Rejet des appels : les droits renforcés des consommateurs face au harcèlement téléphonique
Le dispositif Stop offre aux consommateurs un moyen concret de maîtrise sur leurs communications. La présence d’un consentement explicite facilite le rejet des appels commerciaux non désirés. D’autre part, la transparence est accrue grâce à l’obligation pour les numéros de téléphone utilisés d’être « polyvalents vérifiés », c’est-à-dire clairement identifiables et non masqués, permettant un filtrage plus efficace. À noter qu’un numéro commençant par 06 ou 07 est désormais prohibé dans le cadre des plateformes de démarchage, pour éviter la confusion avec les téléphones personnels.
| Aspect | Situation avant août 2026 | Situation après août 2026 |
|---|---|---|
| Système | Opt-out (silence = accord) | Opt-in (consentement explicite obligatoire) |
| Liste d’opposition | Blocage via Bloctel | Bloctel supprimé, dispositif Stop en vigueur |
| Sanctions | Peu dissuasives, amendes limitées | Amendes jusqu’à 350 000 € et peines de prison possibles |
| Exceptions possibles | Appels clients tolérés mais peu encadrés | Appels liés aux contrats en cours seulement |
Protection des consommateurs : conseils pratiques pour éviter le harcèlement téléphonique
Face à ce nouveau cadre, les consommateurs doivent rester vigilants et informés pour mieux exercer leurs droits. Il est conseillé de :
- Demander systématiquement l’identité et l’objet de l’appel dès le début de la communication.
- Exiger confirmation écrite du consentement lorsqu’une entreprise prétend l’avoir obtenu.
- Refuser clairement toute sollicitation non désirée et signaler immédiatement aux autorités en cas de dérive.
- Utiliser les outils de filtrage téléphonique proposés par les opérateurs.
Pour les entreprises, anticiper ce changement réglementaire impose une refonte des process commerciaux et un contrôle rigoureux des bases de données clients pour éviter les litiges et préserver la confiance.
Qu’est-ce que le dispositif Stop démarchage ?

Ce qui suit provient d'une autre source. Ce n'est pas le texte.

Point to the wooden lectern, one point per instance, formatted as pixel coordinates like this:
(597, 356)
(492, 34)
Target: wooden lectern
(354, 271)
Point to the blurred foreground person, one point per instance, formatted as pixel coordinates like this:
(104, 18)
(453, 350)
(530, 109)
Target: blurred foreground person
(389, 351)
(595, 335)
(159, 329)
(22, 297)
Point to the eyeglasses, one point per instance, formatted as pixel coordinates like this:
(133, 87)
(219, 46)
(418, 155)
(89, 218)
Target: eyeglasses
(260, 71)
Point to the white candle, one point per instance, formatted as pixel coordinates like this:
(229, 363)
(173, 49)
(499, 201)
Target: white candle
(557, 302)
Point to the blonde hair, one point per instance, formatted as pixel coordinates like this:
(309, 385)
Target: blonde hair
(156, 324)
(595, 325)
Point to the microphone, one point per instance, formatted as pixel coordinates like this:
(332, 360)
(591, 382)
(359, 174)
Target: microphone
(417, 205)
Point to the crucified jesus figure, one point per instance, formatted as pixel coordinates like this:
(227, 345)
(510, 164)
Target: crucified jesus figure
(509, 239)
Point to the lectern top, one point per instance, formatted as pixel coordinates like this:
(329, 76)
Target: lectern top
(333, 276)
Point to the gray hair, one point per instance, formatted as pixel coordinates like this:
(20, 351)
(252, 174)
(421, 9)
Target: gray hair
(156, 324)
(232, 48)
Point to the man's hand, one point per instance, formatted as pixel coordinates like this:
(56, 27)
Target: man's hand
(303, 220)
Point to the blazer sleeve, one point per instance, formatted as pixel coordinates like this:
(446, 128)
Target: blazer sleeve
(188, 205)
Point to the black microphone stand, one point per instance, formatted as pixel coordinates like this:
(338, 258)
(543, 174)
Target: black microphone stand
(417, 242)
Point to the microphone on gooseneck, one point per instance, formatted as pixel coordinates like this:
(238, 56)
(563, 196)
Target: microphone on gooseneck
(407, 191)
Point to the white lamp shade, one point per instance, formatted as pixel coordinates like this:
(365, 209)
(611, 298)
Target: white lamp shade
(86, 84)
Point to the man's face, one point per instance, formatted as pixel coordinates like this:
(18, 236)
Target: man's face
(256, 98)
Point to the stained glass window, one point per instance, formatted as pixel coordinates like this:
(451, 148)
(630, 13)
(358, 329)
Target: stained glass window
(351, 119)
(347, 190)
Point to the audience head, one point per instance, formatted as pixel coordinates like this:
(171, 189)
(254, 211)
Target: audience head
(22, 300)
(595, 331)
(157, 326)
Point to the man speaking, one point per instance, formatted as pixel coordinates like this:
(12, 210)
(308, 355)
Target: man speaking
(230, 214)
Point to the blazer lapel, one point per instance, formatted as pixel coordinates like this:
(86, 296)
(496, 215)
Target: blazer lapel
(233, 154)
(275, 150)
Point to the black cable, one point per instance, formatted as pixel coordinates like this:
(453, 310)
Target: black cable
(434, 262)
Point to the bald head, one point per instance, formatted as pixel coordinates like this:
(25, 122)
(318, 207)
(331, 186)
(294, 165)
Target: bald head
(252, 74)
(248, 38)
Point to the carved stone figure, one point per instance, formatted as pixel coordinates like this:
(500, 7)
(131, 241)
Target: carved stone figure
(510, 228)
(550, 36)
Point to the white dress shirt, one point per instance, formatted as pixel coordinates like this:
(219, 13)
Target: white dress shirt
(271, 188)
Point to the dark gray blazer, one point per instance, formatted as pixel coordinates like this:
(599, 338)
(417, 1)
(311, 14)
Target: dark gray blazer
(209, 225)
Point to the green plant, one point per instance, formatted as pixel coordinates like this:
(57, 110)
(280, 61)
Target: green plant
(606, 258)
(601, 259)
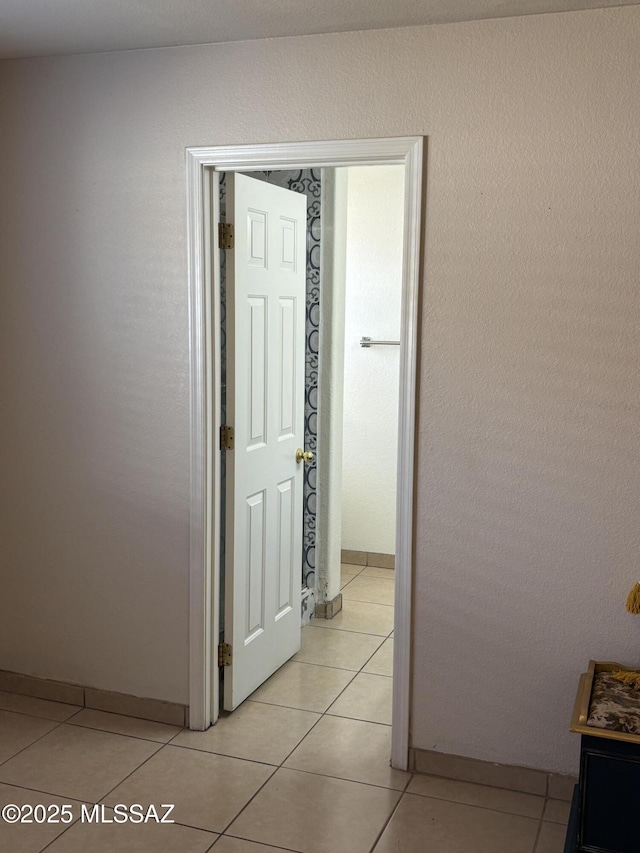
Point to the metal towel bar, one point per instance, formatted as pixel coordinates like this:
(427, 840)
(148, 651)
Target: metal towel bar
(367, 342)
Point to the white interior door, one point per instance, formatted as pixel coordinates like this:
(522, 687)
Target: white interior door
(265, 406)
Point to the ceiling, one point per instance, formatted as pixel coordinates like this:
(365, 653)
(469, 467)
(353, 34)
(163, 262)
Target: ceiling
(56, 27)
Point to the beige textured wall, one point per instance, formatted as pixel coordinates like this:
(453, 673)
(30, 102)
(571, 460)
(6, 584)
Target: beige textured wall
(528, 489)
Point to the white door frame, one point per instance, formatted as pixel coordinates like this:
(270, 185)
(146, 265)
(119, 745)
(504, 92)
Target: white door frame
(203, 167)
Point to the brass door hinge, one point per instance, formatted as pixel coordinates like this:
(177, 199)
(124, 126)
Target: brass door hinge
(225, 654)
(225, 235)
(227, 438)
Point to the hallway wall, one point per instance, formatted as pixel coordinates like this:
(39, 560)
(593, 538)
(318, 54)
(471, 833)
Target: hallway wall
(527, 486)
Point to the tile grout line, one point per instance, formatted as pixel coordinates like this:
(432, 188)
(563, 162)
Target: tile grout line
(15, 755)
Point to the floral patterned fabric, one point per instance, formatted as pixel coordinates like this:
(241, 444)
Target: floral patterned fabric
(614, 705)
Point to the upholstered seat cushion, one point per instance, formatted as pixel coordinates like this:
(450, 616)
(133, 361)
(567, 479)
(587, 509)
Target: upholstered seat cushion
(614, 705)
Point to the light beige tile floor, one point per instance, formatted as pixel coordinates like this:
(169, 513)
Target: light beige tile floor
(302, 766)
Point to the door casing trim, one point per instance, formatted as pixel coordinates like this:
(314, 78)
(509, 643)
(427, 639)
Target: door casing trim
(203, 165)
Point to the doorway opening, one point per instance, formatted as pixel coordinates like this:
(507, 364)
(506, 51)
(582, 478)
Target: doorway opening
(204, 168)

Il s’agit d’une nouvelle réglementation entrée en vigueur en août 2026 qui interdit les appels commerciaux non sollicités sans consentement explicite préalable du consommateur.
Quelles entreprises peuvent encore nous appeler ?
Seules celles avec lesquelles vous avez un contrat actif peuvent le faire, pour proposer des offres liées ou complémentaires à ce contrat.
Quelle sanction pour un appel non autorisé ?
Les sanctions peuvent atteindre jusqu’à 350 000 € d’amende pour une entreprise et aller jusqu’à cinq ans d’emprisonnement en cas de récidive grave.
Puis-je refuser un appel commercial dès le premier contact ?
Oui, votre refus doit être respecté pour une durée d’au moins 60 jours.
La liste d’opposition Bloctel est-elle toujours valide ?
Non, elle est remplacée par le dispositif Stop qui impose un consentement explicite et durcit le cadre légal.